What's ahead for the war in Ukraine in 2023
ELISSA NADWORNY, HOST:
It's been quite a year in Ukraine, and the worst of winter is still ahead. To talk more about what could come next and the challenges that 2023 could bring, we turn to Melinda Haring, the outgoing deputy director of the Atlantic Council's Eurasia Center, who's helped guide my reporting in Ukraine. Melinda Haring, thanks for being with us.
MELINDA HARING: Pleasure to be with you.
NADWORNY: As we mentioned this morning, Russia launched a large air attack, firing cruise missiles and explosive drones on several cities in Ukraine. What do you think this says about what's to come this winter?
HARING: What we see is what we get, so Vladimir Putin doesn't have much game left in terms of his military ability in Ukraine. His supply lines are exhausted.

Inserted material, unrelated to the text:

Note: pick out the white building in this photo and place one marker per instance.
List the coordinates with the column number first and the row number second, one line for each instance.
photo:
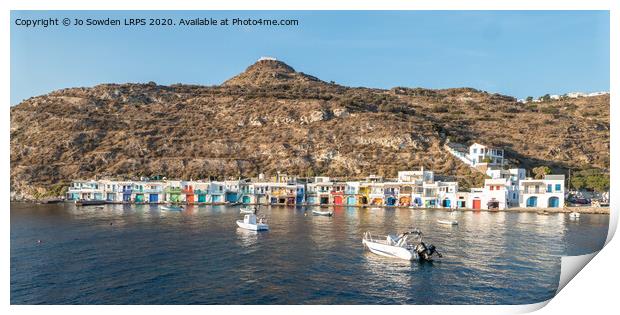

His men are exhausted. He's trying desperately to defend the land that he's taken. So I think we're going to see more of the cowardly strategy that we've seen since October, and that strategy is to attack humanitarian sites and try to freeze Ukrainians out of Ukraine and force a massive refugee crisis in Europe.
NADWORNY: So when you say freeze out of Ukraine, you mean hitting critical infrastructure like heat and power?
HARING: Exactly, and water as well. He wants to make life so miserable for Ukrainians that they basically throw their hands in the air and leave.
NADWORNY: The U.S. has been considering expanding its support for the war in Ukraine. Just this month, the Pentagon announced it's expanding training for the Ukrainian military. There's talks of sending more Western weapons. What does Ukraine need? What's the U.S. calculation in what support they're willing to offer?
HARING: So the U.S. keeps getting better and better in terms of its military response. The U.S. deserves huge and good strong marks for sending a large amount of defensive weapons, but it's not enough. Ukraine keeps begging for long-range missiles, and the White House has refused to give that so far because they're really afraid of escalation. And the kind of tanks that we could provide are not the tanks that the Ukrainians need, but it would potentially unlock the Germans to sending the tanks that the Ukrainians do need. So the Germans keep saying, we're not going to send tanks until the U.S. does. So the U.S. not only gives the largest number of weapons, it also sets the tone.
So we are the undisputed leader in terms of weapons giving to Ukraine. So if we're willing to send planes or we're willing to send ATACMS, we're willing to send long-range missiles, it's going to encourage others that are hesitant or reticent to send more weapons. It will encourage them to do the same.
NADWORNY: Melinda, I wonder, as we approach 2023, what is going to happen with this war as it enters its second year?
HARING: Unfortunately, the war is going to continue for a long time. No one expects this war to be over, you know, within a matter of weeks or months. Vladimir Putin is determined to win in Ukraine, and he bet his entire legacy, his, you know, more than 20-year legacy on destroying Ukraine. You know, one of the big questions I get into, one of the big debates I get into is how much longer can Russia continue to lob missiles? How many more missiles does it have? So experts who count missiles say somewhere between 3 to 5 barrages, but the point is it can buy more. It can certainly buy more, and it can continue to strike Ukraine's critical infrastructure. When you talk to experts in Ukraine about how much longer their grid can withstand this pressure, they will tell you very honestly, we don't know.
So I'm definitely watching the critical infrastructure question. This question is, you know, relevant until about March, and then the temperatures will start to warm up. But I think another big theme to watch is what happens on Capitol Hill. So there was a lot of anxiety that support for Ukraine would dry up in the United States. And thankfully, that's not true, and I don't expect support for Ukraine to change very much on Capitol Hill in terms of weapons. Where I'm worried, though, is budget support, and this is the billions of dollars that Washington has provided to keep the Ukrainian state afloat. So that's something I'm definitely watching. And, you know, the longer this goes on - this conflict is 5000 miles away. And President Biden has done a lot well, but he has not explained to Americans why this conflict matters and why we should continue to sacrifice for Ukrainians. So I certainly hope that President Biden will make that bigger rhetorical explanation in the new year.
NADWORNY: That was Melinda Haring. She's the outgoing deputy director of the Atlantic Council's Eurasia Center. Thanks, Melinda.